Audience members. Boo!
The President. I am told that Governor Romney's new running mate, Paul Ryan, might be around Iowa the next few days. He is one of the leaders of Congress standing in the way.
Audience members. Boo!
The President. So if you happen to see Congressman Ryan, tell him how important this farm bill is to Iowa and our rural communities. We've got to put politics aside when it comes to doing the right thing for rural America and for Iowa.
Now, it's always a problem waiting for Congress. So in the meantime, I've made sure my administration, led by Tom Vilsack, is doing everything we can to provide relief to those who need it. So last week, we announced $30 million to help ranchers and farmers get more water to livestock and rehabilitate land affected by drought.
And today we're announcing that the Federal Government will help livestock producers by purchasing over $150 million worth of meat and fish right now, while prices are low.
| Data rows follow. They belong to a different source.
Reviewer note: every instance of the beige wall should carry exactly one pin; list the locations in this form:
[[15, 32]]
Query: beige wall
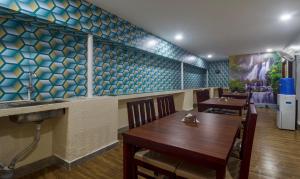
[[14, 137], [88, 125]]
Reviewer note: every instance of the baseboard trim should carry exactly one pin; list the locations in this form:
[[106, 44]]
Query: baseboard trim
[[188, 109], [123, 129], [35, 166], [57, 160]]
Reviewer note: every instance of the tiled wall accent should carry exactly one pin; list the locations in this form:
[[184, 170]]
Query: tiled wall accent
[[127, 71], [193, 77], [57, 59], [15, 43], [88, 18], [218, 73]]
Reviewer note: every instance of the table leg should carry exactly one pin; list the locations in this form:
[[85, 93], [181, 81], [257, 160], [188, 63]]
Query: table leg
[[221, 172], [240, 112], [128, 163]]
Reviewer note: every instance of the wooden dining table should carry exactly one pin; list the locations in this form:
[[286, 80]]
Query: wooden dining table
[[207, 143], [235, 95], [223, 103]]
We'll freeze it for later, but—we've got a lot of freezers. [Laughter] And that way, that will help ranchers who are going through tough times right now. And also over the long term, obviously, that food is going to be spent by folks at the Pentagon and other places.
America depends on farmers and ranchers to put food on the table, depends on farmers and ranchers to feed our families. So we've got to be there for them, not just today, but tomorrow, and every day until this drought passes, because we are Americans. That's what we do. We take care of each other. And when tough times strike our neighbors, we give them a hand.
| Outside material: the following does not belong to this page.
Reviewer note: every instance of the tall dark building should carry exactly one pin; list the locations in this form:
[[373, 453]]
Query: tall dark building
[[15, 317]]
Now, that speaks to the larger idea of why I'm here. The notion that I'm my brother's keeper, I'm my sister's keeper, the idea that we're in this together, that was at the heart of the journey that began here in Iowa 5 years ago. We spent a lot of time on bus tours like this one at school gyms and family farms and small businesses across this State. Although, I have to say the bus we had wasn't as nice as this one. [Laughter] We used to get some buses. [Laughter]
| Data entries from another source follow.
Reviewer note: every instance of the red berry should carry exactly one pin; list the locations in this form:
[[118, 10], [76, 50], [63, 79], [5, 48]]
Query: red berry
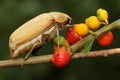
[[61, 59], [106, 39], [71, 36]]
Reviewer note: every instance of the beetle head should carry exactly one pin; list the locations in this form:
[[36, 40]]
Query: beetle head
[[62, 19]]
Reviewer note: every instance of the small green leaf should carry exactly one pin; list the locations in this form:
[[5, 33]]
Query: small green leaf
[[88, 46]]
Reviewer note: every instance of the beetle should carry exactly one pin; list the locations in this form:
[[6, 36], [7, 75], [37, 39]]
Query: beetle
[[36, 32]]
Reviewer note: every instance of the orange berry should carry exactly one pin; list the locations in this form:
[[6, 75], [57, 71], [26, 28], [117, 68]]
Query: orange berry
[[81, 29], [93, 22]]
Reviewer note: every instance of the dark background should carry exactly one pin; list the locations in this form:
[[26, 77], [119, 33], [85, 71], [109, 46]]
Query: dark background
[[14, 13]]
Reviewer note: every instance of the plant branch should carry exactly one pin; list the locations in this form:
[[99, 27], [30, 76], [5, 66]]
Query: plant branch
[[47, 58], [73, 48]]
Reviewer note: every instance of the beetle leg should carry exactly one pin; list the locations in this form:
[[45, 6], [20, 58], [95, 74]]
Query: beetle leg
[[27, 56], [58, 35]]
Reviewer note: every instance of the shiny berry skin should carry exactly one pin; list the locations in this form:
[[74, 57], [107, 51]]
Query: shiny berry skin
[[106, 39], [61, 59], [81, 29], [71, 36], [93, 22]]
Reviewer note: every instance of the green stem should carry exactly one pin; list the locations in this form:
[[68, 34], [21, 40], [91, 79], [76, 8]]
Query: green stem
[[80, 44]]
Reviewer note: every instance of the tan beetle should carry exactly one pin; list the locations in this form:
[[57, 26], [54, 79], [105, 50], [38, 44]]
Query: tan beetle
[[36, 32]]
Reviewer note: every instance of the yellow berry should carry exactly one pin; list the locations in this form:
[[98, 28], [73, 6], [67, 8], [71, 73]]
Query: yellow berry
[[81, 29], [93, 22], [102, 15]]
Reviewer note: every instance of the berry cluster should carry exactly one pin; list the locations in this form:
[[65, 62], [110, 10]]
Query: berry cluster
[[79, 31]]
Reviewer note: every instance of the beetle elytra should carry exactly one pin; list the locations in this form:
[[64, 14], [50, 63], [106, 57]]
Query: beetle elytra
[[36, 32]]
And you know, that campaign back in 2007, 2008, it had plenty of ups and downs, but no matter what, you, the people of Iowa, had my back. You had my back. When the pundits had written us off, when we were down in the polls, you believed in me, and I believed in you. And it was on your front porches and in your backyards where the movement for change in this country began.
But our journey is not finished, not yet. I'm going to spend the next 3 days driving all across this State just like I did in 2007, from Council Bluffs to the Quad Cities, because once more, you face a choice in November. And that choice could not be bigger. It is not just a choice between two candidates or two political parties. More than any other election in recent memory, this is a choice between two fundamentally different visions of this country and the path that we have to take.
And the direction that you choose when you walk into that voting booth in November is going to have an impact not just on your lives, but on your children's lives, your grandchildren's lives, for decades to come. This one counts. I mean, think——
Audience members. Four more years! Four more years! Four more years!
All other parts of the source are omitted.